E as inconsistências continuam, desde logo porque não há uma definição legal de profissão liberal, nem sequer conceitos consensuais sobre esta matéria. Faz, então, sentido impedir inúmeras atividades do exercício autónomo, se nem o próprio critério de triagem está assente em pressupostos sólidos? O que se ganha com isso é incerto, mas o que se perde é, sem dúvida, um manancial de oportunidades de gerar dinamismo e iniciativa.

Este tema é incontornável e tem de ocupar as agendas de debate e reflexão, ou dificilmente veremos maior dinamismo no mercado de trabalho nacional. E, sim, muito tem sido feito pela modalidade de trabalho independente, desde a possibilidade de acesso ao subsídio de desemprego, baixas médicas ou licenças parentais, entre outros. Contudo, há ainda um longo caminho a percorrer no sentido de proteger os profissionais que podem optar por este contexto, tal como continua a ser feito para os trabalhadores no regime “por conta de outrem”.
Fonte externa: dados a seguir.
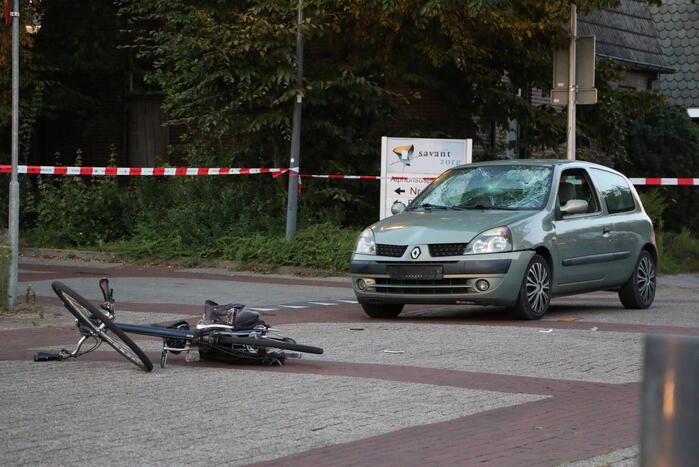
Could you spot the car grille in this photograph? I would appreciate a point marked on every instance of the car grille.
(447, 249)
(395, 251)
(435, 287)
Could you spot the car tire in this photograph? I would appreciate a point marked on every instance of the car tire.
(385, 311)
(535, 293)
(639, 290)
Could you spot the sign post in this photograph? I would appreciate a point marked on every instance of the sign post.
(407, 162)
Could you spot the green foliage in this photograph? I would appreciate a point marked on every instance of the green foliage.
(323, 246)
(655, 203)
(679, 252)
(5, 258)
(74, 211)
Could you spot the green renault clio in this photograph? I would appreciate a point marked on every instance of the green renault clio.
(509, 233)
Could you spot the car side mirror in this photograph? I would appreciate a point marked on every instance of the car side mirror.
(397, 207)
(574, 206)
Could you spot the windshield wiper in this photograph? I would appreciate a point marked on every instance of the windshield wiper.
(431, 206)
(483, 206)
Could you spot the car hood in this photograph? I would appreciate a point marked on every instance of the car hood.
(439, 226)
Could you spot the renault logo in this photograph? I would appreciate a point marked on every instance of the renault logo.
(415, 252)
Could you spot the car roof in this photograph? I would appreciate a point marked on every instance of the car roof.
(535, 163)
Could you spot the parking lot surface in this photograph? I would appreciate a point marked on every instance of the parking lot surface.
(440, 385)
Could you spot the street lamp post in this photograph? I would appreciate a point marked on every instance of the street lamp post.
(570, 149)
(14, 183)
(295, 160)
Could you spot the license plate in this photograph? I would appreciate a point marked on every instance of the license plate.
(415, 273)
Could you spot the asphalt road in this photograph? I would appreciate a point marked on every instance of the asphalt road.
(455, 385)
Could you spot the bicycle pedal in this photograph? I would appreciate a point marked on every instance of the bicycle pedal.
(46, 357)
(192, 356)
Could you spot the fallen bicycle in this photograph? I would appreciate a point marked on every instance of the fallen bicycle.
(226, 332)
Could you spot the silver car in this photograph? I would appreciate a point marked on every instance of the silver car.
(509, 233)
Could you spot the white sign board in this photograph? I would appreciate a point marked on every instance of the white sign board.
(407, 162)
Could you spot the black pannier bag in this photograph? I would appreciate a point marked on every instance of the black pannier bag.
(230, 314)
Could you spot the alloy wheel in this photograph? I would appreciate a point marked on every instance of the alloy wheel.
(538, 287)
(645, 278)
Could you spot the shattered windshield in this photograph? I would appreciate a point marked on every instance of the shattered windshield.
(508, 187)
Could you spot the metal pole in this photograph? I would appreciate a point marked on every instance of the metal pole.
(295, 162)
(14, 183)
(670, 401)
(570, 149)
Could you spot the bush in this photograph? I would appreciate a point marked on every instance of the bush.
(679, 252)
(72, 211)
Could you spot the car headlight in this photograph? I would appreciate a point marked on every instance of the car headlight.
(495, 240)
(365, 243)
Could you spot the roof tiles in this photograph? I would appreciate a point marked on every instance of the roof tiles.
(677, 24)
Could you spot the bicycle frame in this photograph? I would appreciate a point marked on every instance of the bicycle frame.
(219, 341)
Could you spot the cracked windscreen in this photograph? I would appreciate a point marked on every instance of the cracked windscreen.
(506, 187)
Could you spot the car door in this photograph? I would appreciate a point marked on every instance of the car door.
(581, 241)
(625, 240)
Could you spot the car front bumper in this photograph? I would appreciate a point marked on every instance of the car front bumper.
(378, 280)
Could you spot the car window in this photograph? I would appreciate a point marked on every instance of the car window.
(615, 191)
(575, 184)
(488, 187)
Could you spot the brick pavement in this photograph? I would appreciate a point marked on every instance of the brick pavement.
(566, 419)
Urge encarar esta questão de forma ousada, abandonar uma visão paternalista e permitir que a autodeterminação profissional aconteça através de uma escolha livre e consciente, por parte de cada profissional. Apenas com respeito pela idoneidade destes, e pela sua capacidade de escolher o que consideram melhor para as suas carreiras, assistiremos à emancipação do mercado de trabalho, condição essencial para que a iniciativa floresça.